You’ve heard it. We all have.
Boys and girls are drastically different in their wiring.
As mommies, we see it daily.
But something I didn’t realize until today {when I popped open my November 2009 Parents magazine – yes, I’m way behind – for a much anticipated moment of mommy-is-on-the-loo-leave-me-alone-for-just-2-minutes reading} is this:
Little girls tend to produce more oxytocin, the human-bonding hormone that is released when mothers breastfeed, and seratonin, a “feel-good” hormone.
This helps explain why they can spend hours role-playing; cooking gourmet plastic peas and lovingly feeding their stuffed animals. This also explains why we often hear our daughter explaining to her baby dolls, “I’m Mary, you’re Dofiss {read: Joseph}, and this {here hedgehog} is baby Jesus”.

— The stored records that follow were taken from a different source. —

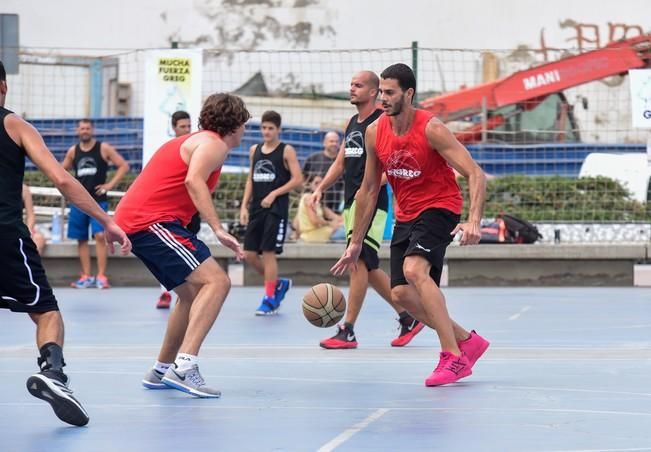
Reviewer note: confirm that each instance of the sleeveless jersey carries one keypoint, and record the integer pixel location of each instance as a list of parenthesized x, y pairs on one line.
[(268, 174), (159, 195), (421, 179), (355, 160), (90, 169), (12, 171)]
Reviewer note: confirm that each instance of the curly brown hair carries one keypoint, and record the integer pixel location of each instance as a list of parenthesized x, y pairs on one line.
[(223, 113)]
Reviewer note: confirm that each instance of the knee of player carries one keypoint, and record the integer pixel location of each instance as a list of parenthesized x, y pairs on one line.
[(220, 281), (414, 273), (399, 293)]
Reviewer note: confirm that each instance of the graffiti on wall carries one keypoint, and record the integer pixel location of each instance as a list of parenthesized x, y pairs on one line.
[(586, 36)]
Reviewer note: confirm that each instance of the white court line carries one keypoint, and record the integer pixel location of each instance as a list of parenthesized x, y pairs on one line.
[(603, 450), (518, 314), (348, 433)]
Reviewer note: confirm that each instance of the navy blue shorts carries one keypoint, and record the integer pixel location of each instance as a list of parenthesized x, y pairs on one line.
[(169, 251), (79, 223)]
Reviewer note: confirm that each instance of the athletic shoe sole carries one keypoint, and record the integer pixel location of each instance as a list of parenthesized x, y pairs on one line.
[(263, 313), (150, 385), (189, 390), (64, 405), (345, 346), (404, 340)]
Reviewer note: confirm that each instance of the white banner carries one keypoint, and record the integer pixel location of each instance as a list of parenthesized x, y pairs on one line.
[(172, 83), (640, 82)]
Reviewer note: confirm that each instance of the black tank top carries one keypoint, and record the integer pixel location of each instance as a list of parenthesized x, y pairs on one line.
[(12, 171), (269, 173), (355, 161), (90, 169)]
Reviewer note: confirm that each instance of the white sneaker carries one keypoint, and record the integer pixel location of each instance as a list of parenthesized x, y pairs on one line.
[(189, 381)]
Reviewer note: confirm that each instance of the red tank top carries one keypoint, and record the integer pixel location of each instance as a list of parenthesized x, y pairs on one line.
[(159, 194), (420, 178)]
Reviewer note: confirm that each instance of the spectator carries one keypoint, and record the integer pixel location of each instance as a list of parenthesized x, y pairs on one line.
[(89, 159), (318, 163), (317, 223)]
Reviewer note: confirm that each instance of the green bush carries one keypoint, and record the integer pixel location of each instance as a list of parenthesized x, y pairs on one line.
[(556, 198)]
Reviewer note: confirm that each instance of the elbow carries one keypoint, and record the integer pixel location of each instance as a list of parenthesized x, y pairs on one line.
[(63, 181)]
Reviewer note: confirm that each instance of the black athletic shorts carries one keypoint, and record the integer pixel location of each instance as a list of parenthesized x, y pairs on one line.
[(428, 235), (265, 232), (23, 284)]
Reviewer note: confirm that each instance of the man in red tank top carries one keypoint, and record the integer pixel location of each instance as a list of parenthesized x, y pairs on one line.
[(418, 153), (176, 183)]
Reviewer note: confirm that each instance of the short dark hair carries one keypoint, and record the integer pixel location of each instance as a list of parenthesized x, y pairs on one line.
[(178, 115), (403, 74), (272, 117), (223, 113)]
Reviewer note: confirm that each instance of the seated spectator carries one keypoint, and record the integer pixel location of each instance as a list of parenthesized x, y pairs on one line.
[(30, 220), (317, 224)]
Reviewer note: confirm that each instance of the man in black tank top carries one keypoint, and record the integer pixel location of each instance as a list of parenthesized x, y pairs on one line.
[(273, 173), (90, 159), (24, 286), (351, 162)]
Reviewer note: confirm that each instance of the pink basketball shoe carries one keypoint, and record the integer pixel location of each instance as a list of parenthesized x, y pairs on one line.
[(450, 369)]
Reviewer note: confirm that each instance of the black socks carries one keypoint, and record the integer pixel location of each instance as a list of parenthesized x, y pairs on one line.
[(51, 357)]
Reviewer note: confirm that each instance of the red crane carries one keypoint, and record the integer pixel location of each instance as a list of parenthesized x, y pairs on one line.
[(530, 87)]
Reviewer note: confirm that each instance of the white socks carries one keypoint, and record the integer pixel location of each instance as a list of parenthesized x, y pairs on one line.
[(185, 361)]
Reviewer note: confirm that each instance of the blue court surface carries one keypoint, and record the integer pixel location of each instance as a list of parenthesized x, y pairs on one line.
[(569, 369)]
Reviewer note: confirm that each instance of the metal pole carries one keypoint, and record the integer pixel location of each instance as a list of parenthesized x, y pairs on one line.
[(414, 61), (484, 119), (62, 219)]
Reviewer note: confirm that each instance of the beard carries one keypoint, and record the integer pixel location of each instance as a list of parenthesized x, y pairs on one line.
[(396, 108)]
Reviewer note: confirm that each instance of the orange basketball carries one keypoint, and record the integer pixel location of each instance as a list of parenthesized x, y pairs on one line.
[(324, 305)]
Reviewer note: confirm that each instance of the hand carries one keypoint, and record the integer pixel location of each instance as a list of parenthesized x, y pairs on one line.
[(347, 260), (314, 199), (471, 233), (230, 242), (268, 200), (244, 216), (102, 189), (113, 233)]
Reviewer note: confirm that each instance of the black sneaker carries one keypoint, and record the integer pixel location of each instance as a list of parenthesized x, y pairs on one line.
[(52, 386), (345, 338)]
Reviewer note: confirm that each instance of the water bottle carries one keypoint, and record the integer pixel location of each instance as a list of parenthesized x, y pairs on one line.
[(56, 227)]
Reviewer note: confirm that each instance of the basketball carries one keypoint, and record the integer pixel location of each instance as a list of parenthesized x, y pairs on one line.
[(324, 305)]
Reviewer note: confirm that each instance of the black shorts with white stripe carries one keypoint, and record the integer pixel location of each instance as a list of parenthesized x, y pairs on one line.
[(23, 284), (169, 251)]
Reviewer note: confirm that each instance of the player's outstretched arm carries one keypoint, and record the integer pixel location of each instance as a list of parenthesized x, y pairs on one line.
[(208, 156), (365, 199), (25, 135), (441, 139), (111, 155)]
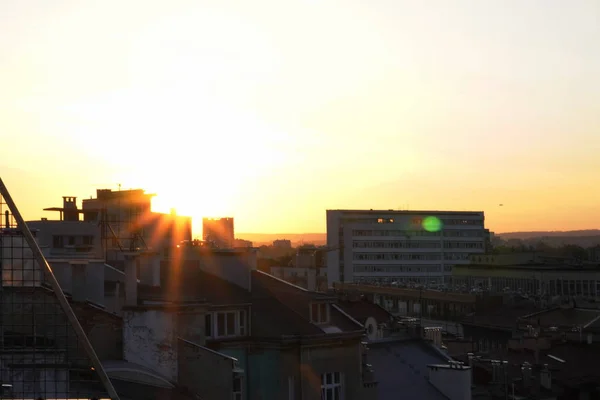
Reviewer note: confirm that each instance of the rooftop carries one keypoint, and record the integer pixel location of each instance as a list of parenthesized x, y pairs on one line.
[(401, 370), (278, 307), (362, 309), (571, 317), (504, 318)]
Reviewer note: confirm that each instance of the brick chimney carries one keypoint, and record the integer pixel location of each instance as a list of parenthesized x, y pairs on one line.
[(131, 278)]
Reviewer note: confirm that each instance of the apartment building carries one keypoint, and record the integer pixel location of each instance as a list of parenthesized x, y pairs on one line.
[(219, 232), (401, 246), (127, 222), (288, 342)]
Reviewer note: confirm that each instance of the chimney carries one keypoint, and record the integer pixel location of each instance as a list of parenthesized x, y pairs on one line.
[(311, 279), (526, 373), (546, 377), (130, 279), (78, 280), (70, 209), (150, 269)]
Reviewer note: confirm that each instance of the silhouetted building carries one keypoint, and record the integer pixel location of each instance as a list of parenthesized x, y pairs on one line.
[(282, 244), (242, 243), (127, 223), (219, 231)]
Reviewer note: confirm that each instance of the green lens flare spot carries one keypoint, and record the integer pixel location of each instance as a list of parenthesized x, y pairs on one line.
[(432, 224)]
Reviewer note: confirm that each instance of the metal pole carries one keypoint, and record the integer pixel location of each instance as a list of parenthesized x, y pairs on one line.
[(64, 303)]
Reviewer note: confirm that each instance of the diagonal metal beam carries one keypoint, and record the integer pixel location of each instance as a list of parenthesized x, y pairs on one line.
[(64, 303)]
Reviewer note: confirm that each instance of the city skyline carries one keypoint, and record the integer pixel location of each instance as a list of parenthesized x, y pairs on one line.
[(273, 113)]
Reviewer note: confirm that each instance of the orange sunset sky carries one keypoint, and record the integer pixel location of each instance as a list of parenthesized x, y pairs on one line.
[(273, 111)]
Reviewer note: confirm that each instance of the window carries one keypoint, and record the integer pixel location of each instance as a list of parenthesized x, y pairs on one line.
[(291, 389), (319, 313), (225, 324), (57, 242), (331, 386), (237, 387)]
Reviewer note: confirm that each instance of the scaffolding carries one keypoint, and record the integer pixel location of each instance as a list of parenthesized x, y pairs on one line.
[(44, 351)]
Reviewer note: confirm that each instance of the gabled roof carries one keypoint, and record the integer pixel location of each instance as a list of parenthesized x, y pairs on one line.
[(278, 307), (362, 309), (194, 285), (284, 309)]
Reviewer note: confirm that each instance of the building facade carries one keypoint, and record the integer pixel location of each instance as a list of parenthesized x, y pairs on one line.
[(401, 246), (218, 231), (127, 223)]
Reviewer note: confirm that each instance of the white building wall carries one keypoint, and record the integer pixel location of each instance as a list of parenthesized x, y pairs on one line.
[(393, 245), (150, 339)]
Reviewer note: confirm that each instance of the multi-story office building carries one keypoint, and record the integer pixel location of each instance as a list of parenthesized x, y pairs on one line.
[(401, 246), (219, 232)]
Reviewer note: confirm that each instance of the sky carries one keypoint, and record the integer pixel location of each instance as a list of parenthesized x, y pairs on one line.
[(273, 111)]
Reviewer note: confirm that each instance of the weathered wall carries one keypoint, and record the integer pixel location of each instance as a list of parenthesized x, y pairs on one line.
[(104, 331), (204, 371), (268, 370), (342, 358), (150, 339)]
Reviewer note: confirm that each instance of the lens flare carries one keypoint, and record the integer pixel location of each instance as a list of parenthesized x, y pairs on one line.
[(432, 224)]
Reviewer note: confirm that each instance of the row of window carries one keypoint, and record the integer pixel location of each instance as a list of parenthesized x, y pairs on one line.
[(463, 245), (60, 241), (389, 244), (397, 256), (398, 268), (394, 232), (410, 256), (419, 233)]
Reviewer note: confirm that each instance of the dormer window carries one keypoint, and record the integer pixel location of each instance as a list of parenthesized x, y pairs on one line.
[(319, 313), (225, 324)]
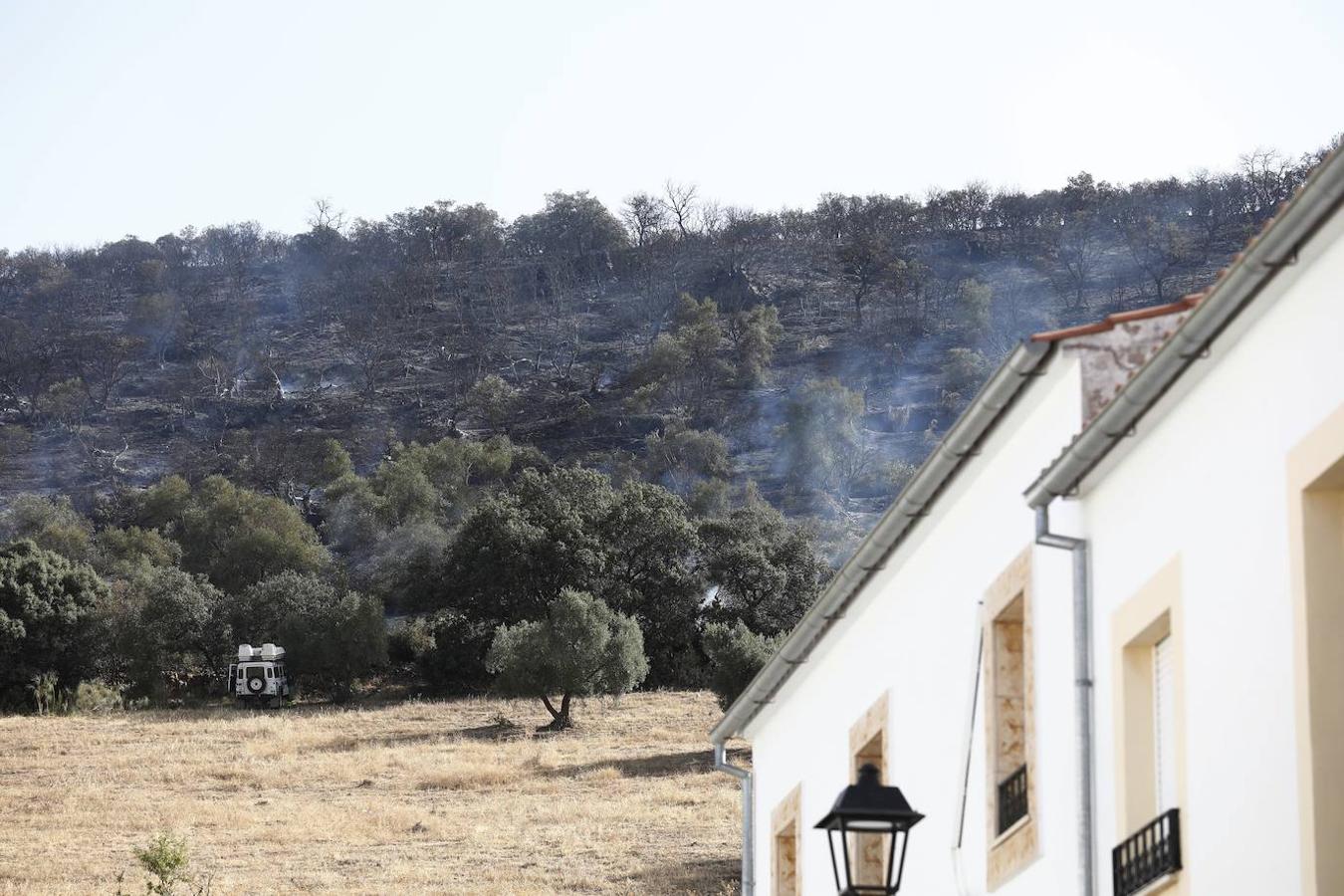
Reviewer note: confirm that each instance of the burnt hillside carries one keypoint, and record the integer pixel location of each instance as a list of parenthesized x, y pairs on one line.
[(230, 349)]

And we simply adore the way she sweetly kisses and strokes her baby brother’s hair, running to his aide at the slightest hint of upset.
“Hugging and nurturing are bonding activities, and when girls play that way, it activates the pleasure center in the brain,” says Adie Goldberg (coauthor of It’s a Baby Girl!”).
Well that just makes sense, doesn’t it?
I so often forget about the world beneath the surface…the chemistry, the psychology, the internal anatomy and wiring of our children’s bodies and personalities.
God is just flipping brilliant and I love that I can’t even begin to wrap my brain around how uniquely and intricately He has created us…man and woman…stunningly different in form and thought, even before birth.
{If I could understand it all, He wouldn’t be that big, would He?}
Now when I pause in my daughter’s doorway and catch a glimpse of her playing mommy to her many babies {fuzzy ones and all}, not only will my heart be warmed by her blossoming maternal instincts, but my mind will once again be awe-struck at the brilliance of our big God.